Università: gli investimenti e gli studenti senza borsa di studio

Dopo sette anni la riforma dell’Università non è ancora del tutto a regime. E in più ha falle evidenti, come le regole sul diritto allo studio (leggasi borse e servizi per gli studenti) mai scritte e che vedono ancora oggi decine di migliaia di ragazzi privati di un aiuto a cui invece avrebbero diritto perché ne hanno i requisiti. Ma ci sono altre crepe meno visibili che mostrano un “tradimento” dello spirito della riforma Gelmini varata anche con l’obiettivo di portare aria fresca nei nostri atenei, in passato troppo autoreferenziali. Tra i tantissimi dati raccolti dalla Corte dei conti nel suo primo referto presentato ieri sulla legge 240/2010 spicca ad esempio quello sulle assunzioni dei docenti universitari, con le Università poco propense ad assumere candidati esterni, privilegiando in oltre la metà dei casi quelli interni.

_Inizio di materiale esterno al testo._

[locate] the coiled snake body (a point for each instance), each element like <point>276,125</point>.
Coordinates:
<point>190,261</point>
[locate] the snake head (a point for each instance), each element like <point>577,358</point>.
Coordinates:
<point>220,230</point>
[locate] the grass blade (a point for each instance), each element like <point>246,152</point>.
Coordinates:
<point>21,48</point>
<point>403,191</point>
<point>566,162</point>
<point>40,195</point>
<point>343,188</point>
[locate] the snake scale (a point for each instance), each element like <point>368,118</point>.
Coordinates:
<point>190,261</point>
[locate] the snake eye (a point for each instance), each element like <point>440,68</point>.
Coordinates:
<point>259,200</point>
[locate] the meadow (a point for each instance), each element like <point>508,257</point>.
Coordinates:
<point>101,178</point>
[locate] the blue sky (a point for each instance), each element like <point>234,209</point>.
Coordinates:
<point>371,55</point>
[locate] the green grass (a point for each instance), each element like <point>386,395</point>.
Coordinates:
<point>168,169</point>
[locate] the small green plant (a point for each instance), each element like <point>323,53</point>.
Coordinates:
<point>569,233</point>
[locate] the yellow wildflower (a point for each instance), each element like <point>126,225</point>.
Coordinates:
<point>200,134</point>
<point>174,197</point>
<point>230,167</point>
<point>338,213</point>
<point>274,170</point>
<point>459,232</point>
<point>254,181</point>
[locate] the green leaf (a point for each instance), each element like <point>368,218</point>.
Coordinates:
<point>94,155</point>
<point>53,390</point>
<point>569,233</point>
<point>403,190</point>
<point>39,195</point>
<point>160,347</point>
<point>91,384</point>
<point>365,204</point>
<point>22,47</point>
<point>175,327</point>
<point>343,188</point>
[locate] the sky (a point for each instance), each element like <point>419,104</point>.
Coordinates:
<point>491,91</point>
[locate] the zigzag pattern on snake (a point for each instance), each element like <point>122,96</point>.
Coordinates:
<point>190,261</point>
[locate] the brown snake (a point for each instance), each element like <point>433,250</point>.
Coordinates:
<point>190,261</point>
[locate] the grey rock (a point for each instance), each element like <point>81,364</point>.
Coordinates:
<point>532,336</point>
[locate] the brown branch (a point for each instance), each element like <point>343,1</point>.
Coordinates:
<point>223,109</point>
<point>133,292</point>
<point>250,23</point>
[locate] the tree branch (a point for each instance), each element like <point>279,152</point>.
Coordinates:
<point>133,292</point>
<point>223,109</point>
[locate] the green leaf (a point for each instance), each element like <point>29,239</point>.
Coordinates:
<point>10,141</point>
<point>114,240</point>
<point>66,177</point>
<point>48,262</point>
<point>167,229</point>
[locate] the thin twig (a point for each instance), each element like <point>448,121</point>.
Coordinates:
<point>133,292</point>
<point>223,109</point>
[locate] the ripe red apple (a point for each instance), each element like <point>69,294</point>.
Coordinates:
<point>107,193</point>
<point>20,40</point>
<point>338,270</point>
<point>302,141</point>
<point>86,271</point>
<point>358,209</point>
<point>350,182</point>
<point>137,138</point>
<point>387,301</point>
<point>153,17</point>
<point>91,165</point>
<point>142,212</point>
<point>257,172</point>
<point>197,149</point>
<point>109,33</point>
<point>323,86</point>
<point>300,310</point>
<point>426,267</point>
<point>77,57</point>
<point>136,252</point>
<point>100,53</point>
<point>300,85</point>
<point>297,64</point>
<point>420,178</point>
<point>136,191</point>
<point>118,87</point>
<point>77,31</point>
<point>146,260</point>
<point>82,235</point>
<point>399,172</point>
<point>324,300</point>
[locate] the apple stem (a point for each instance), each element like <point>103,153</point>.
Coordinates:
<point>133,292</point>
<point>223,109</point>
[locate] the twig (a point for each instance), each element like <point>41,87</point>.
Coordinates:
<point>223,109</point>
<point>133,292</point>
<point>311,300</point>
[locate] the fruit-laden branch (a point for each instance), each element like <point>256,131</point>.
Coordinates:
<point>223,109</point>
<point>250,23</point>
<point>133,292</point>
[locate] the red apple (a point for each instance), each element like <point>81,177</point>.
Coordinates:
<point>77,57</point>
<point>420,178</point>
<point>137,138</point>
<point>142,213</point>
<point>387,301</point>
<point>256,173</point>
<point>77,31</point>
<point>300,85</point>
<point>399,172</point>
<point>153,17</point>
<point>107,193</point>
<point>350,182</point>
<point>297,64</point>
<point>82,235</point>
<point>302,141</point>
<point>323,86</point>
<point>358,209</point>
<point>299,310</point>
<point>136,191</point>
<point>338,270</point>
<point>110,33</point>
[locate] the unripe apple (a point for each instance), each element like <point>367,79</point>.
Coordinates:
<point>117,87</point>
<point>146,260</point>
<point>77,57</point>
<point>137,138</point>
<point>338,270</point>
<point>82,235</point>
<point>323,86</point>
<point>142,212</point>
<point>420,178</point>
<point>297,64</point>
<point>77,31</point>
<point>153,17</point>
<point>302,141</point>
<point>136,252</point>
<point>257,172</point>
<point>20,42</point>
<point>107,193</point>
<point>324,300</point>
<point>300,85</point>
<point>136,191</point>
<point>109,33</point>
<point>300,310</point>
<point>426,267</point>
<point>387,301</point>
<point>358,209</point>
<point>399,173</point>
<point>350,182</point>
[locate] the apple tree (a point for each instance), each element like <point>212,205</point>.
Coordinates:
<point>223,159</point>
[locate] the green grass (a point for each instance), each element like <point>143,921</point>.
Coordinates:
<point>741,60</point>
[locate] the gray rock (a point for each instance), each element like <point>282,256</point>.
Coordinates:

La riforma,che ha tentato di superare lo scandalo dei concorsi locali truccati introducendo una specie di filtro nazionale – l’abilitazione (una “patente per titoli” per diventare professore) a cui segue una selezione locale -, prevedeva, tra le altre cose, anche alcuni paletti che le Università dovevano rispettare per «consentire – ricordano i magistrati contabili – una maggiore apertura delle carriere universitarie a ricercatori che avessero maturato significativi risultati scientifici in altre istituzioni».  Ad esempio, nel 2014 e nel 2015, sono stati rispettivamente solo 86 e 203 i professori (su 2.498 e 3.569 complessivi) che hanno conquistato una cattedra come esterni nonostante la riforma prevedesse una riserva minima di almeno un quinto dei posti disponibili da assegnare a chi negli ultimi 3 anni non avesse prestato servizio nell’ateneo (con ben 17 atenei che praticamente non hanno tenuto vincolante il paletto).